Based on the recent calm, it’s certainly possible that Spielman has already promised to solve this conundrum with his checkbook, but who doesn’t love a good conspiracy? So here are my three best guesses as to why Harvin’s undies were in a bundle:
3. Adrian Peterson’s fumbleitis has not been fully eradicated. After thrice hacking up leathery phlegm in the Vikings’ overtime loss to the Saints in the 2010 NFC Championship Game, A.P. went on to lose only one greasy watermelon in each of the next two seasons. While a heavy dosage of cough drops appears to have quelled Peterson’s symptoms, the bug remains dormant and wildly contagious. Now, until recently, medical professionals have known fumble fever to be spread exclusively through mouth-to-mouth contact—which has caused many fans to question the piety of Jets quarterback Tim Tebow, whose seven fumbles last year in Denver knighted him “the slickest hands in the West”… and the rest of the NFL.

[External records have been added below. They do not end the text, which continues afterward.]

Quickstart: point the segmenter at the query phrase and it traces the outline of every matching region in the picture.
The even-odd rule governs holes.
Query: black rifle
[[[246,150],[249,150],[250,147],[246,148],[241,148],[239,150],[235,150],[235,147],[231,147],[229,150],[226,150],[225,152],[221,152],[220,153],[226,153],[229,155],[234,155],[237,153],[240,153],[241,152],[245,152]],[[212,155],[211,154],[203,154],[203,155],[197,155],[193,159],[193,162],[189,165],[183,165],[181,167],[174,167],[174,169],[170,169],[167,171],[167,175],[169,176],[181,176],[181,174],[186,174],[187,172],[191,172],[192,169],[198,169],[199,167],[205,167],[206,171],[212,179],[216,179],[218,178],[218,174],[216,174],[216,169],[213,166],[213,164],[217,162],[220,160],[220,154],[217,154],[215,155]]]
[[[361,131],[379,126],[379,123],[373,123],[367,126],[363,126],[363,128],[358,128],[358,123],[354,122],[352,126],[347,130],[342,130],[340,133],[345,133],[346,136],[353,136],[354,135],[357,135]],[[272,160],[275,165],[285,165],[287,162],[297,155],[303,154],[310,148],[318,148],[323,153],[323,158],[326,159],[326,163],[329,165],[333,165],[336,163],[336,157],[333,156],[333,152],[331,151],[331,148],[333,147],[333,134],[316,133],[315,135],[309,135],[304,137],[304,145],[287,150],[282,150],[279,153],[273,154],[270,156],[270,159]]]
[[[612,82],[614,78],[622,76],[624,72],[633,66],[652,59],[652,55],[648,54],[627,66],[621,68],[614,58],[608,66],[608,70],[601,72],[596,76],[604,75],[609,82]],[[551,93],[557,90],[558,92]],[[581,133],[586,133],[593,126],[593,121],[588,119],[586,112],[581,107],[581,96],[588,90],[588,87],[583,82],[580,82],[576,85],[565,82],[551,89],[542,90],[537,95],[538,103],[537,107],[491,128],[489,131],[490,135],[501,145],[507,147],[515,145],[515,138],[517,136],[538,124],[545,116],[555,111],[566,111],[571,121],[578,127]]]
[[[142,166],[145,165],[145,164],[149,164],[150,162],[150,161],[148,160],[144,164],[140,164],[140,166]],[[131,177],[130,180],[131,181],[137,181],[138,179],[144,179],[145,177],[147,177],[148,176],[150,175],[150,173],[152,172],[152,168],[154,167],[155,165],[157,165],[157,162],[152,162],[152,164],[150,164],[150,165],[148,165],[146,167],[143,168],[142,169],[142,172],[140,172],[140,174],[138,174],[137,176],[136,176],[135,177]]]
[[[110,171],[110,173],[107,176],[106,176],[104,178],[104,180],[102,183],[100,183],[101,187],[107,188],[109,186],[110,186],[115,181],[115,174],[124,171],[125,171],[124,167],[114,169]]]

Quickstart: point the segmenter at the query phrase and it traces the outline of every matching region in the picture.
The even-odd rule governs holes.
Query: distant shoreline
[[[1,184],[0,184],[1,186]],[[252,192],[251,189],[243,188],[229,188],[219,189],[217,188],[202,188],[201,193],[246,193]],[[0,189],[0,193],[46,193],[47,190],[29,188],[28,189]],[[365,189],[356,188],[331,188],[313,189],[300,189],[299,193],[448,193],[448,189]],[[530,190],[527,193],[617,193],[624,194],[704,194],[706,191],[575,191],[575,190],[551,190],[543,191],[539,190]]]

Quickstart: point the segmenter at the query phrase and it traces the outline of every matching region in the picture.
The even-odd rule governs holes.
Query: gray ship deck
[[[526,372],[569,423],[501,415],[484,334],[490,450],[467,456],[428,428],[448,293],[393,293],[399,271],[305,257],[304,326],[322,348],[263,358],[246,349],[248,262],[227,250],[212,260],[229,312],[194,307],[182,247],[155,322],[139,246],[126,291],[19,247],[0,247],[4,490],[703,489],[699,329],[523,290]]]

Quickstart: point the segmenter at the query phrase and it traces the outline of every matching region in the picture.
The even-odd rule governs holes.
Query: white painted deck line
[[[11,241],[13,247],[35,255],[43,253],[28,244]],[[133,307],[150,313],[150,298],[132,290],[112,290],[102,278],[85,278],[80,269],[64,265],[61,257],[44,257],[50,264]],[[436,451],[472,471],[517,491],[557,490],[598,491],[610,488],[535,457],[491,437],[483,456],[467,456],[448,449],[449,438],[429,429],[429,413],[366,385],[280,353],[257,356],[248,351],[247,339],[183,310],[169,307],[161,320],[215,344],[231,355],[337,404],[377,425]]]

The pandemic has led Harvin to wonder: Which Viking is next to catch French-fry finger syndrome? Harvin’s best bet is to flee as far as humanly possible from the Midwest, and he’s got his sights set on sunny Jacksonville. But there’s one truth Harvin’s Gator-chomping collegiate quarterback neglected to share with him: A drug-resistant strain of the virus has found an optimal reproduction environment in the popcorn machines of Jacksonville movie theaters—especially those showing flicks rated PG-13 and above. And all this time we’ve been the ones mocking home-schoolers… look who’s laughing now?
2. Harvin finally realized his quarterback is a nerd. And it’s no wonder—when the Vikings took Christian Ponder with the 12th pick in the 2011 draft, even Gheorghe Muresan was in awe of that reach. Remember, at the time, the Vikings were just an even-keeled signal-caller away from a ring. Sure, the guy graduated from Florida State in 2.5 years and picked up an MBA before hearing his final war chant, but this is the same dude who boasted a passer rating of 70.1 in 2011, good for 31st in the NFL. Look, I’m sure Ponder is a sharp guy, but he’s just not a game-changer—the only thing separating him from Screech on Saved by the Bell is a pocket-protector… or five. And if you had to catch passes from a guy who wasn’t even the first pick at the 2012 Comic-Con flag football game, wouldn’t you want out, too?
1. Jared Allen duct-taped a mullet wig onto the back of Harvin’s sleep apnea mask. Ever since Harvin’s mid-practice collapse in August, 2010 and ensuing slumber ailment diagnosis, team prankster Jared Allen has not been short on material. Although Allen’s lighthearted hoax was meant in good fun, the joke took Harvin’s breath away. A die-hard Lionel Richie fan, Harvin interpreted the trick as the last straw in a string of heinous assaults on the ex-Commodore’s unforgettable Jehri curl. To make matters worse, Allen busted Harvin camping out in line at a local Best Buy for the March 26 midnight release of Richie’s country duet album Tuskegee—a record that Allen found to be a groin-shot aimed directly at his Dallas roots. But the day Allen overheard Harvin’s iPod blaring Richie’s classic duet “Endless Love” in the locker room before kickoff, inventing clever insults became truly… well… easy.